Slowly and with much difficulty, Tieria sat up in his seat, clutching his right side as the movement aggravated his injuries and sent pain flaring through him once more. If he was going to die here and now, he knew that there was one last thing he needed to do before he left this world.

"The plan... must go on..."

That's right... Celestial Being's mission still isn't over yet. The GN Drives are integral to that. Even with that in mind, Tieria was in such pain that he struggled to reach his hand to Nadleeh's control panel; with what he felt to be little strength left, he activated the release of his own GN Drive from the remains of his mobile suit.

Without any remaining power source, darkness filled the inside of the cockpit. It felt strangely comforting to Tieria; now he was content that Celestial Being would be able to continue carrying out its plans – plans that he had helped to continue not because Veda or any other entity had ordered him, but because he wanted them to carry on, even if he would no longer be there to see them through.

Now, he decided, he was free to die and have his other wish – another thing he wanted - granted.

"With this, I can finally go... to where you are... Lockon..."

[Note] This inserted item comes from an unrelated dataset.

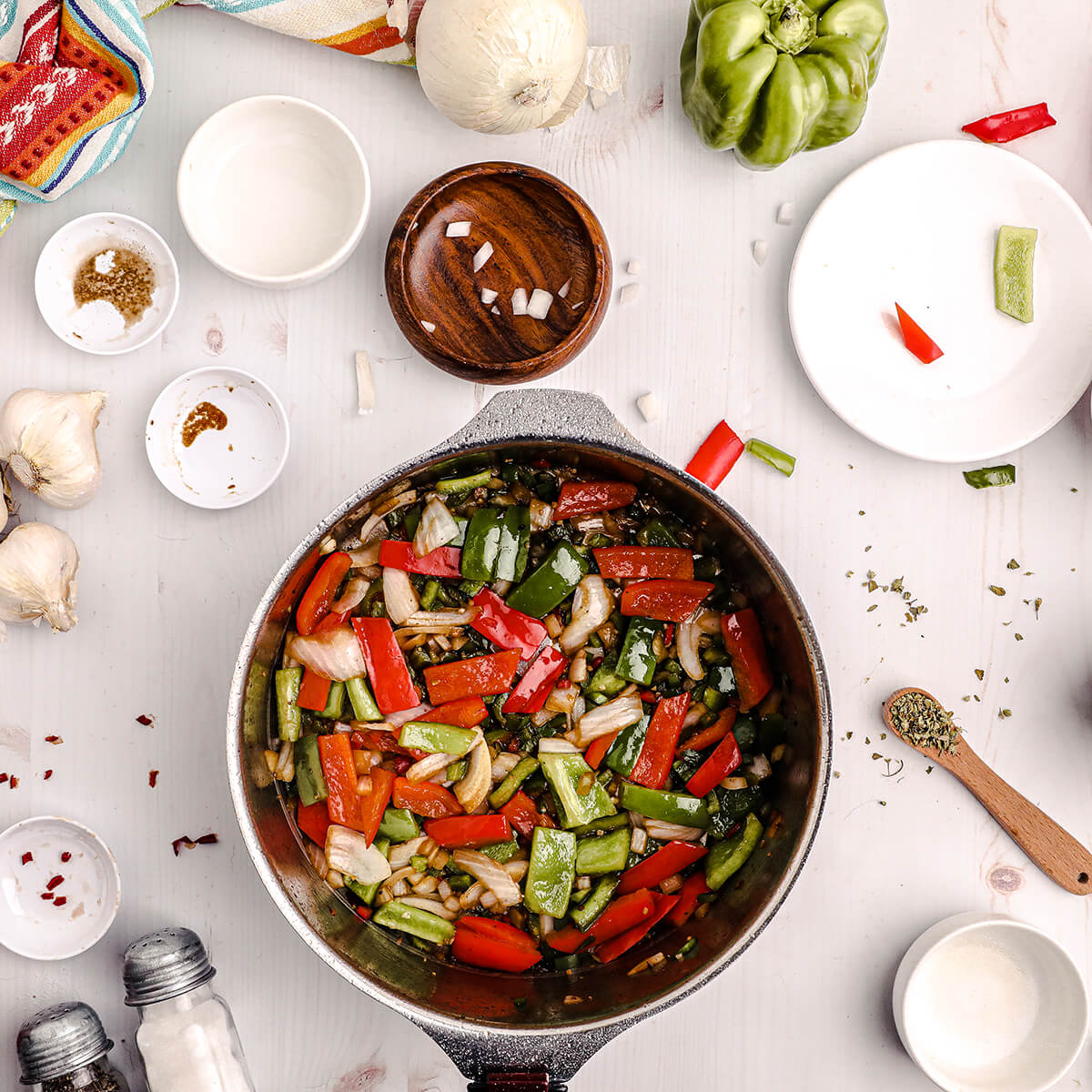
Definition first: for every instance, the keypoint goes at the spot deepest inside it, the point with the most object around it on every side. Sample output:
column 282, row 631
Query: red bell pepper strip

He slumped against his seat and slipped out of consciousness for what he expected would be the final time; as he did, he hoped that he would once again experience that sensation of his pain lifting away from his body, and that his fallen comrade would soon greet him at that imaginary pair of gates that no longer seemed quite so imaginary.

No such thing happened – not this time, at least. He would later realise – with the support of his surviving comrades - that it was for the best; there was still much he could do for this world on his own, after all, and still many answers he could find for himself. Even so, he would thereafter hold on to the belief that someday, when the right time had come and he'd done everything in his power to help fulfil Celestial Being's ultimate goal, he would be able to join Lockon's side in that fanciful realm that humans called the afterlife.

That day would not come for a long time yet. That was for the best, too.

Fin.

-

As always, comments and constructive criticism are both welcome and appreciated. I actually first got the idea for this fic not long after the first season had finished airing; even after the second season came and went, I liked the concept too much to not finish it. I hope it was an interesting read, either way.